Самым приятным воспоминанием было для меня воспоминание о благородном верном человеке, называвшем меня своим сыном. О моей жизни в больших лесах Арканзаса и Миссури я сохранил самое живое впечатление. Дни, полные поэзии я провел под тенью плакучих из на берегах Уамита; новая прогалина, крепостца, наш верный черный слуга, красный зверь и славная жизнь припомнились мне. Я вспомнил также, как придя жить к берегу Миссисипи, я проплыл вниз по реке сотни миль в братской дружбе с суровыми гигантами лодочниками Миссисипи, и как старый дорогой человек приветствовал меня точно из могилы. Я вспомнил боевые поля Америки и бурные сцены лагерной жизни, я вспомнил также золотые мины, широкие равнины, индийские советы и приключения в новых западных странах. Я вспомнил, какой удар нанес мне после моего возвращения из варварских стран слух о несчастии, постигшем дорогого человека, которого я называл своим отцом, и тяжелую, трудовую жизнь, последовавшую за этим. Но довольно, что это?

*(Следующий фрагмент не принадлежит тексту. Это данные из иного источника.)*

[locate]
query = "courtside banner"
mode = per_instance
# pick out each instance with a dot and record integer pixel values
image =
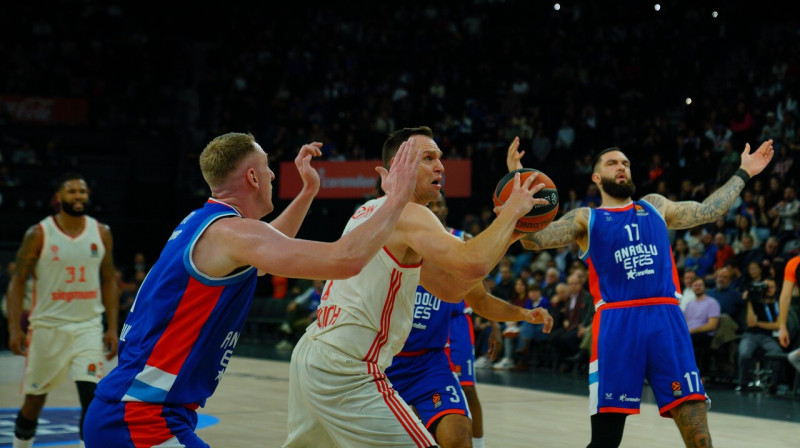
(357, 179)
(41, 110)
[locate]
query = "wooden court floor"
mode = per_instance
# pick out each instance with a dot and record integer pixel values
(251, 405)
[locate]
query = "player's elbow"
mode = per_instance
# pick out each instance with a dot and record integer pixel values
(474, 270)
(348, 266)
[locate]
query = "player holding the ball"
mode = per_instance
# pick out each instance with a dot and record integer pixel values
(338, 391)
(638, 330)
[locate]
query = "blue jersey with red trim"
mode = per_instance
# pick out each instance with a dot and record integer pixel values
(183, 326)
(629, 255)
(431, 327)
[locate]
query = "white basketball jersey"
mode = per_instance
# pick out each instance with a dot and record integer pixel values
(67, 275)
(368, 316)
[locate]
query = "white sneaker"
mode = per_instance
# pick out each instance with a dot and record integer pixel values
(504, 364)
(483, 363)
(511, 331)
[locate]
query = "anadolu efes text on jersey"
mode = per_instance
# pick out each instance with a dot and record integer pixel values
(629, 254)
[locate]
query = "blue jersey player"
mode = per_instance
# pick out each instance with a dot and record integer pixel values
(638, 330)
(422, 373)
(184, 324)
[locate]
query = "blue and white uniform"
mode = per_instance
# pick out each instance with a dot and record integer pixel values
(175, 345)
(421, 372)
(638, 330)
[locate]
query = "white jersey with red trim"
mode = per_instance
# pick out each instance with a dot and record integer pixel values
(67, 275)
(368, 316)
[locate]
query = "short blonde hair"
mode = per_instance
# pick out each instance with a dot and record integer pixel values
(222, 155)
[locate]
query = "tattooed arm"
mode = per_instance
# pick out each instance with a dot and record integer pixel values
(687, 214)
(573, 226)
(27, 257)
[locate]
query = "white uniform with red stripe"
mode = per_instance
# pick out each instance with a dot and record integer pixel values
(338, 392)
(66, 331)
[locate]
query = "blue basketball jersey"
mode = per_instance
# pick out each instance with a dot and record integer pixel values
(183, 326)
(629, 255)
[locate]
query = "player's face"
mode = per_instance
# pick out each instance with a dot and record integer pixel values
(439, 208)
(614, 175)
(429, 176)
(73, 197)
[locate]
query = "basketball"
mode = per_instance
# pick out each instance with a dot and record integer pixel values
(540, 216)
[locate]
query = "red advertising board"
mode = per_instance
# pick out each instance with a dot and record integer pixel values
(356, 179)
(40, 110)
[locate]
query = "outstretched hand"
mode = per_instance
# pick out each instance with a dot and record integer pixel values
(303, 163)
(783, 337)
(521, 199)
(756, 162)
(540, 316)
(401, 179)
(514, 156)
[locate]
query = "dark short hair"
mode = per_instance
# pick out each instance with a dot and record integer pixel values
(600, 154)
(66, 177)
(396, 138)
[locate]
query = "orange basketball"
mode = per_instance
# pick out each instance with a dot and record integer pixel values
(540, 216)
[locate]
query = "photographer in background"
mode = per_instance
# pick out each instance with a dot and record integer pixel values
(761, 330)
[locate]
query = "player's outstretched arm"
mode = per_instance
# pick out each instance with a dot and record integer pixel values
(290, 220)
(571, 227)
(496, 309)
(688, 214)
(231, 243)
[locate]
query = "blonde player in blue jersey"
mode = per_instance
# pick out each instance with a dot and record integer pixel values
(638, 330)
(183, 327)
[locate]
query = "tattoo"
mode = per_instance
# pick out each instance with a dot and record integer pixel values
(560, 233)
(693, 424)
(688, 214)
(28, 253)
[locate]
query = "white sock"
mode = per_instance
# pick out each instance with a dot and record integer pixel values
(23, 443)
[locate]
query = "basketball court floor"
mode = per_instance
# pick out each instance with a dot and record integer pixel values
(540, 408)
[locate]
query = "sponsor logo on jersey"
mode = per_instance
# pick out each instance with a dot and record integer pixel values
(677, 391)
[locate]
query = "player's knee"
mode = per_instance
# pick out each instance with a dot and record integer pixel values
(453, 431)
(607, 430)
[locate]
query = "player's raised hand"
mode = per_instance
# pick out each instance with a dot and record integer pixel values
(514, 156)
(401, 179)
(756, 162)
(303, 163)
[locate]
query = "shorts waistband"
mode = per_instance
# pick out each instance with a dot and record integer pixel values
(637, 302)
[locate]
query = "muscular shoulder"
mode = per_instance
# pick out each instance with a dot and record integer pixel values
(658, 202)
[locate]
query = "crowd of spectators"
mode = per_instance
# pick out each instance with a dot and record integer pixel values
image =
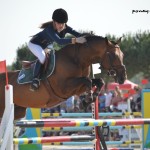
(109, 101)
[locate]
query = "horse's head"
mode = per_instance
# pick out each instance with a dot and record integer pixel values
(112, 61)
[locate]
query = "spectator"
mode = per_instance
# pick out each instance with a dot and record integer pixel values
(102, 99)
(70, 104)
(136, 100)
(108, 100)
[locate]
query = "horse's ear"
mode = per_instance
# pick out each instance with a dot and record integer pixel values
(107, 41)
(119, 41)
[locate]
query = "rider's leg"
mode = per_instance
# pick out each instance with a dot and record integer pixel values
(40, 54)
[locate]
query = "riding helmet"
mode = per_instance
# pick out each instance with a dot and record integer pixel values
(60, 16)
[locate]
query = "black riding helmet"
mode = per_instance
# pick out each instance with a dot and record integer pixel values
(60, 16)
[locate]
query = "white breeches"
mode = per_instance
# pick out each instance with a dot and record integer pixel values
(38, 51)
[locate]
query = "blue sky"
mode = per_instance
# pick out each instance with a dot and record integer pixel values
(21, 18)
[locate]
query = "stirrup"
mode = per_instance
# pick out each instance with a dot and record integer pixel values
(35, 84)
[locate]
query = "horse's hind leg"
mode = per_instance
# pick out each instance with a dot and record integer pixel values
(20, 112)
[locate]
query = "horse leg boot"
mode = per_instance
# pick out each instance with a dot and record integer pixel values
(36, 74)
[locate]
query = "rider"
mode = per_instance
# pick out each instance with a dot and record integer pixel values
(53, 31)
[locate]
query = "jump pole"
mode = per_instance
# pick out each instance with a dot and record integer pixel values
(146, 114)
(32, 113)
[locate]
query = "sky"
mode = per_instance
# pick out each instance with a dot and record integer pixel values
(20, 19)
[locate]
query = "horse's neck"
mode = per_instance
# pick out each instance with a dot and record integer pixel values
(91, 54)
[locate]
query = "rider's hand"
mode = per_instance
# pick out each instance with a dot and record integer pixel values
(80, 40)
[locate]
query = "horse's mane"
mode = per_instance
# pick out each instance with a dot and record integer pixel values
(92, 37)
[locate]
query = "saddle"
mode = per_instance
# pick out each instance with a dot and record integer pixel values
(26, 73)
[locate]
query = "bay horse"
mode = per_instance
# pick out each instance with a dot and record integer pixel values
(70, 76)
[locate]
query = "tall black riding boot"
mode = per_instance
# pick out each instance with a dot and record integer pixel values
(36, 81)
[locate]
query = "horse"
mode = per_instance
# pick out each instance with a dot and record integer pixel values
(70, 75)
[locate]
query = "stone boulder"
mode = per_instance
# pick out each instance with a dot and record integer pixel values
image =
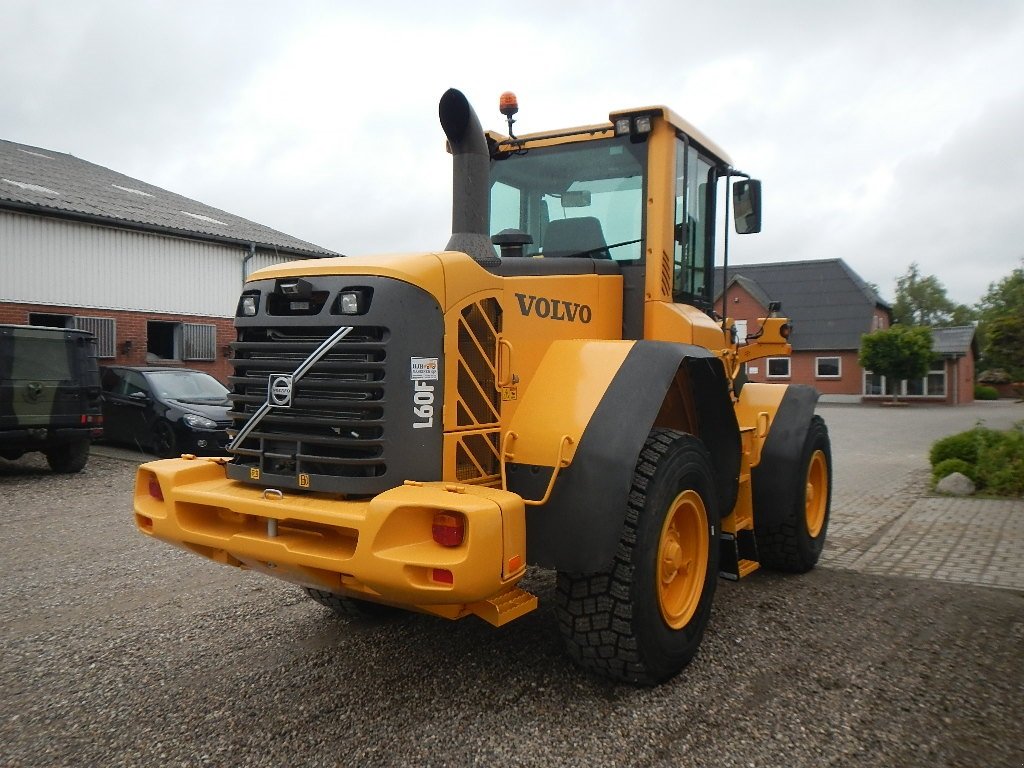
(955, 484)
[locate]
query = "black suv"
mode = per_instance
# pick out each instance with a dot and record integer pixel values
(49, 394)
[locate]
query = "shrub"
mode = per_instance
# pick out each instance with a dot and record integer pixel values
(964, 445)
(1000, 464)
(948, 466)
(982, 392)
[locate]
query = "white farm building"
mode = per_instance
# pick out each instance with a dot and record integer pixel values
(154, 274)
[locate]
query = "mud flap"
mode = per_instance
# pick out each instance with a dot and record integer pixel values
(776, 479)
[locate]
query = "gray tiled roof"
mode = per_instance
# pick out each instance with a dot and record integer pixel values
(953, 341)
(53, 183)
(829, 305)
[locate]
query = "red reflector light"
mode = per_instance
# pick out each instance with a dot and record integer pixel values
(449, 529)
(155, 491)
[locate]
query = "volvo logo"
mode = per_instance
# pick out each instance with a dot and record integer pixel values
(542, 306)
(281, 390)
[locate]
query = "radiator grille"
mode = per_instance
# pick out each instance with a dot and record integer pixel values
(335, 422)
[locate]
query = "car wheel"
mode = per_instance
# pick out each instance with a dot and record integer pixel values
(165, 441)
(70, 458)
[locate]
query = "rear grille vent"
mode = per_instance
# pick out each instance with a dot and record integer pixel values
(478, 398)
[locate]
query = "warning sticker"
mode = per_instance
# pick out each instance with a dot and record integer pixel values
(424, 369)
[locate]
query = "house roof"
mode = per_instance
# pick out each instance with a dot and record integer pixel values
(830, 306)
(956, 341)
(52, 183)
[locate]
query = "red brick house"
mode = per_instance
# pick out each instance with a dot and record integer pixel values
(951, 377)
(830, 307)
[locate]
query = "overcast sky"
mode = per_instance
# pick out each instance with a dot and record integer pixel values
(885, 132)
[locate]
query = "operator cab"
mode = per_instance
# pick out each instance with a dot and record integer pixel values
(580, 195)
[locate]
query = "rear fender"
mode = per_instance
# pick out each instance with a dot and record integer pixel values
(591, 406)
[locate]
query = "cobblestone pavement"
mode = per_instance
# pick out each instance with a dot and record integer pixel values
(885, 519)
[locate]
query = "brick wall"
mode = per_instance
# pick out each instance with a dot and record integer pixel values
(132, 327)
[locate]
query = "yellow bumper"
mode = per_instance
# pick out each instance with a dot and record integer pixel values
(381, 549)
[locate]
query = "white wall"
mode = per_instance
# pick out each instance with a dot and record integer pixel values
(53, 261)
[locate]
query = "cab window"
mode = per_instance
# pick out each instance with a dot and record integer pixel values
(693, 251)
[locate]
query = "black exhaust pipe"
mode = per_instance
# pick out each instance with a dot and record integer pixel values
(470, 193)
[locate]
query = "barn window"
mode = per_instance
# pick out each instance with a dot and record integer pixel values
(181, 341)
(199, 341)
(827, 368)
(778, 368)
(163, 340)
(105, 331)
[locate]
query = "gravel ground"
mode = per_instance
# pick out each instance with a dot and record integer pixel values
(118, 650)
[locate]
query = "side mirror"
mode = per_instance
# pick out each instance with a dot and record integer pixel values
(747, 206)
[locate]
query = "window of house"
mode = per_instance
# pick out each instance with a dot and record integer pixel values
(199, 341)
(778, 368)
(932, 385)
(105, 331)
(935, 382)
(827, 368)
(51, 321)
(180, 341)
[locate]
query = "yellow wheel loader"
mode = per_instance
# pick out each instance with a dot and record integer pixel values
(553, 388)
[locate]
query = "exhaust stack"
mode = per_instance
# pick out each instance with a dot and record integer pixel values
(470, 195)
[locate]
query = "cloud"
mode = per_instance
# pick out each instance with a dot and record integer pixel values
(885, 132)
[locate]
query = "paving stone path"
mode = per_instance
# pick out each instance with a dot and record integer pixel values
(885, 518)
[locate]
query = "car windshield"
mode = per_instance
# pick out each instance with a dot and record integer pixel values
(594, 189)
(186, 385)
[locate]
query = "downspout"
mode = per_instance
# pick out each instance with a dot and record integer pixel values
(245, 261)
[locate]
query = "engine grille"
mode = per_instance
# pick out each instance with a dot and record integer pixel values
(335, 422)
(342, 422)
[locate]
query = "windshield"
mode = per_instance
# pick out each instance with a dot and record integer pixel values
(186, 385)
(583, 199)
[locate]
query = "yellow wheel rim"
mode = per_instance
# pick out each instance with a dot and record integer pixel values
(682, 559)
(816, 496)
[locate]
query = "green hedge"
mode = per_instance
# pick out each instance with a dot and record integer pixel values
(992, 459)
(981, 392)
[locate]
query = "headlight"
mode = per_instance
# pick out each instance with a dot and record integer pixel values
(199, 422)
(248, 305)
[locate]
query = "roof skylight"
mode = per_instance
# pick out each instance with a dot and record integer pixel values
(32, 187)
(201, 217)
(129, 189)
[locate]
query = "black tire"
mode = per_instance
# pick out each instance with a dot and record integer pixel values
(165, 441)
(794, 541)
(70, 458)
(349, 607)
(615, 623)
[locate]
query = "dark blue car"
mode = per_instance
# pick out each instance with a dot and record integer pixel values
(167, 411)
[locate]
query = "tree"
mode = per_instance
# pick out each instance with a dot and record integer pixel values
(1004, 298)
(898, 353)
(1005, 345)
(1001, 325)
(922, 300)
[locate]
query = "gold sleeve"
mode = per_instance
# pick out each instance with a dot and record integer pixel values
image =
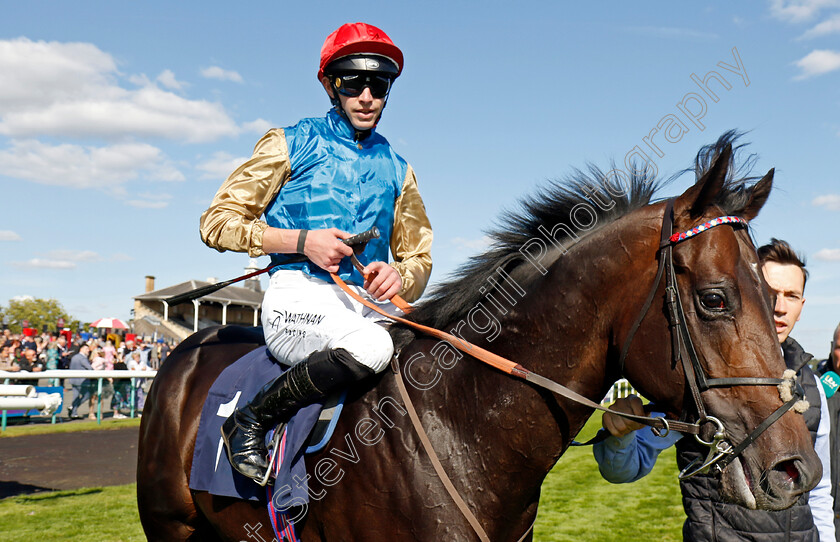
(233, 220)
(411, 240)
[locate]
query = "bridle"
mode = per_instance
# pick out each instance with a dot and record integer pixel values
(721, 451)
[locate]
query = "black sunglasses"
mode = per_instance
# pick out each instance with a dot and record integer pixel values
(352, 85)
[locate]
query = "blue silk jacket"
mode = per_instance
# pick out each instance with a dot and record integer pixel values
(337, 182)
(314, 175)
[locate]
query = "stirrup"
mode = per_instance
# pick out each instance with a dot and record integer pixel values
(273, 451)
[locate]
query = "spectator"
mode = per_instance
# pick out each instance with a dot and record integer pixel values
(832, 363)
(97, 361)
(109, 352)
(136, 363)
(122, 387)
(64, 354)
(82, 389)
(30, 362)
(7, 360)
(145, 352)
(51, 356)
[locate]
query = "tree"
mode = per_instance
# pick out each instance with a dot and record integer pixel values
(38, 312)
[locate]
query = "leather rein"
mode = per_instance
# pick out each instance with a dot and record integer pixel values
(721, 452)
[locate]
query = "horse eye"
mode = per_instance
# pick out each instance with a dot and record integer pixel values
(713, 301)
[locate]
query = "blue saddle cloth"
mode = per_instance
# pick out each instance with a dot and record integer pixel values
(236, 385)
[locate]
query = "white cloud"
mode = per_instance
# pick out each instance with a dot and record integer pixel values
(259, 126)
(828, 255)
(818, 62)
(829, 201)
(829, 26)
(73, 255)
(472, 245)
(39, 263)
(795, 11)
(673, 32)
(149, 201)
(85, 167)
(72, 90)
(220, 165)
(215, 72)
(168, 80)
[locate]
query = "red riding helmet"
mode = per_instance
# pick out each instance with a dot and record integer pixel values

Боже мой! Сегодня не 21-е ли июля. Да, Шау сказал мне, когда я пришел в сознание после страшной бывшей у меня горячки, что сегодня 21-е июля; на самом деле было 14-е июля, но я не заметил, что перескочил неделю с самой встречи с караваном Ливингстона. Мы рассматривали вдвоем «Морской Альманах», который я привез с собой и нашли, что доктор ошибся в счете на три недели, а я к величайшему моему удивлению на целую неделю. Ошибка произошла оттого, что мне сказали, будто я был болен две недели; я пришел в сознание в пятницу, Шау и люди были вполне убеждены, что я лежал две недели, и вследствие этого я отметил в журнале 21-е июля. Шау сбился в счете, потому что лихорадка совершенно затемнила ему память и рассудок. За мной ухаживал Селим, сообразуясь с подробной писанной инструкцией, данной ему на случай такого несчастия; я усердно бился с ним, пока он не запомнил употребление каждого лекарства в аптечке. Он рассказал мне потом, что поил меня чаем с небольшим количеством водки, Шау кормил меня три или четыре раза саговой кашицей. Однако, десять дней спустя после первого дня болезни я был снова совершенно здоров, и стал ухаживать и лечить Шау, заболевшего в свою очередь. 22 июля Шау выздоровел, но захворал Селим, мучившийся четыре дня в сильном бреду; наконец, 28-го мы все выздоровели и повеселели в ожидании скорого развлечения в виде похода против Мирамбо.
Утром 29-го я нагрузил 50 человек тюками, бусами и проволокой для Уджиджи. Осматривая их перед выступлением в поход, я заметил, что недостает одного Бомбая. В то время, как несколько человек отправились искать его, другие ушли проститься еще раз и поцеловать своих черных Далил. Бомбая наконец нашли около 2 часов пополудни, его лицо вполне выражало разнообразные волновавшие его страсти — печаль по вкусным обедам Унианиембэ, горесть разлуки с своей Таборской Дульцинеей, сожаление обо всех развлечениях и удовольствиях, которые заменятся теперь длинным тяжелым путем, войной, а, может быть, и смертью.